1/4 cup grated Parmesan cheese

1/8 teaspoon cayenne

3 teaspoons roughly chopped

   fresh rosemary

3 tablespoons pure maple syrup

Kosher salt

1) Heat oven to 425 degrees Fahrenheit. Prick sweet potatoes with fork and place on plate. Microwave on high for 6 minutes. Turn each potato over and cook until soft, 6 minutes more. Let stand until cool enough to handle. 2) Meanwhile, on rimmed baking sheet, toss pecans with oil, then Parmesan, cayenne, 2 teaspoons rosemary, and 1/2 teaspoon salt. Roast until fragrant, about 3 minutes. Toss with remaining teaspoon of rosemary. 3) Peel potatoes and mash with maple syrup and 1/2 teaspoon salt until smooth. Transfer to serving dish and top with pecans.

NOTE: Make-ahead tip: This dish can be refrigerated for up to two days in advance. To serve, microwave potatoes just until heated through. Warm pecans in 400-degree F oven. Transfer potatoes to serving dish and top with pecans.

RACHEL FARNSWORTH’S

OLD FASHIONED

HOMEMADE EGGNOG

Recipe from the

Stay at Home Chef

by Rachel Farnsworth

2-1/2 cups milk

4 whole cinnamon sticks

1/8 teaspoon ground cloves

1/2 teaspoon vanilla extract

7 egg yolks

3/4 cup white sugar

2 cups heavy cream or half and half for a light version

2 teaspoons vanilla extract

1/8 teaspoon ground nutmeg

1) Put the milk, cinnamon sticks, cloves, and 1/2 teaspoon vanilla into a large saucepan.
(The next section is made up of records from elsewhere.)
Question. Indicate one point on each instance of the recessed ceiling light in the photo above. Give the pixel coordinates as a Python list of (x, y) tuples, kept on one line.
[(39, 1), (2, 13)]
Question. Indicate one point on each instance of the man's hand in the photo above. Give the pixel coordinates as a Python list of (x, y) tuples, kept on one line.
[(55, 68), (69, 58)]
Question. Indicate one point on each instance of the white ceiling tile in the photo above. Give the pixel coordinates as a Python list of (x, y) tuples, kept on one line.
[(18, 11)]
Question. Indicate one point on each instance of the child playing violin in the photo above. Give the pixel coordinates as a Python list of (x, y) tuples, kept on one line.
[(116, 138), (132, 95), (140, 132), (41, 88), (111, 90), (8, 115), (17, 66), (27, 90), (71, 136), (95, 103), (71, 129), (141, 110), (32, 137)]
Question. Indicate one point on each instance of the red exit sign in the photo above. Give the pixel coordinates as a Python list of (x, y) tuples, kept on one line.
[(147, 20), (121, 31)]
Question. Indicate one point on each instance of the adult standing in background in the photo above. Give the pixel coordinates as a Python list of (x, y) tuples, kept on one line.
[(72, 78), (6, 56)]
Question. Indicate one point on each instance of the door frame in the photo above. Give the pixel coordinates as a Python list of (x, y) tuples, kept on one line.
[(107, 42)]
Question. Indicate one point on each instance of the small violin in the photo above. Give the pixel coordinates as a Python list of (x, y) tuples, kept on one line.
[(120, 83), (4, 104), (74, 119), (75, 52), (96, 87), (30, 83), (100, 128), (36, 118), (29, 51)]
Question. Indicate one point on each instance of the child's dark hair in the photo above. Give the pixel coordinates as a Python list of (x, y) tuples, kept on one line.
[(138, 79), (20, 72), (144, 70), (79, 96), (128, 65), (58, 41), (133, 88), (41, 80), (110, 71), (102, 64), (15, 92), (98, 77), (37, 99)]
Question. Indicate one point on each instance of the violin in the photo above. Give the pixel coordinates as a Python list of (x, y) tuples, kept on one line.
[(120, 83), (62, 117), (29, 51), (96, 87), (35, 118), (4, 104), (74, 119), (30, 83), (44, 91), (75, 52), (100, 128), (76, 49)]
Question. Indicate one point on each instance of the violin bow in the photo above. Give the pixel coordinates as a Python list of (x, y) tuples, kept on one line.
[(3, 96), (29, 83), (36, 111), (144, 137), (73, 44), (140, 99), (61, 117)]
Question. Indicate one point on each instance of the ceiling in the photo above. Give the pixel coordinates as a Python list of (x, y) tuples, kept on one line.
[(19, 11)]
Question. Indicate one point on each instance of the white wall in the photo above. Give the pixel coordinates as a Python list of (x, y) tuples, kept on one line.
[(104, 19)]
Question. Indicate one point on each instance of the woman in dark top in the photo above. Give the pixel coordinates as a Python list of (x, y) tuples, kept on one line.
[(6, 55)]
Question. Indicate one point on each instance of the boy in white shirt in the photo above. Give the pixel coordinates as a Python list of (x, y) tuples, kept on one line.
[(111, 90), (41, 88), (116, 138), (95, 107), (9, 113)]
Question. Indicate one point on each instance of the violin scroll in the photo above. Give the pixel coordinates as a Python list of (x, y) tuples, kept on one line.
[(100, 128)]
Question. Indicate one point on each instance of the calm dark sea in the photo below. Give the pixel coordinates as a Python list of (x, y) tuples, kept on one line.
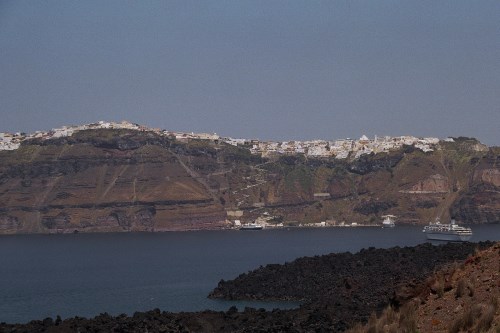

Put it over the lowest heat setting on your stove for 5 minutes. 2) In a separate bowl, whisk together the egg yolks and sugar for 1 minute. 3) Turn the heat under the milk up to medium-high heat. Remove the cinnamon sticks. 4) Slowly whisk in about 1/4 of the hot milk into the egg/sugar mixture.

Then pour all of the egg/sugar mixture back into the saucepan and whisk it all together. Put it over medium heat, whisking constantly, for 3 minutes. It will thicken a bit. 5) Pour the hot eggnog into a large bowl or beverage container and let cool at room temperature for 1 hour. Add cinnamon sticks back in (optional). 6) After 1 hour, stir in the heavy cream, 2 teaspoons vanilla, and nutmeg. Store in the fridge and allow to cool for at least 4 hours before serving.

Note: Ms. Farnsworth says that it can be made uncooked as it is traditionally with raw eggs. To keep it safe for everyone, she has written the recipe as cooked.

For an uncooked version, whisk egg yolks, sugar, cloves, and nutmeg in a large mixing bowl. Replace the cinnamon sticks with 1/2 teaspoon ground cinnamon and whisk in with the egg yolks. Slowly pour in milk, cream and vanilla extract, whisk until thoroughly combined. Alcohol can be added if you wish: dark rum, cognac, bourbon.